Mid-course trajectory of the missiles equipped with seeker should be designed to detect target within FOV of seeker and to maximize the maneuverability at the point of transition to terminal guidance phase. Because the trajectory optimization problems are generally hard to obtain the analytic solutions due to its own nonlinearity with several constraints, the various numerical methods have been presented so far. In this paper, mid-course trajectory optimization problem for boost-glide missiles is calculated by using SOCP (Second-Order Cone Programming) which is one of convex optimization methods.

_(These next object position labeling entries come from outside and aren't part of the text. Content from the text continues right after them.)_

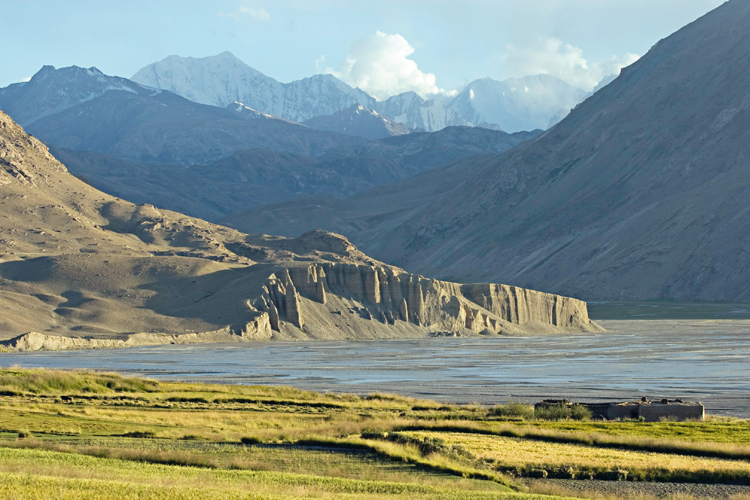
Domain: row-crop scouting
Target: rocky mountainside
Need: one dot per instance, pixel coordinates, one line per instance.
(128, 121)
(249, 178)
(81, 268)
(641, 192)
(223, 79)
(358, 121)
(516, 104)
(418, 114)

At first, control variable augmentation scheme with a control constraint is suggested to reduce state variables of missile dynamics. And it is reformulated using a normalized time approach to cope with a free final time problem and boost time problem. Then, partial linearization and lossless convexification are used to convexify dynamic equation and control constraint, respectively. Finally, the results of the proposed method are compared with those of state-of-the-art nonlinear optimization method for verification.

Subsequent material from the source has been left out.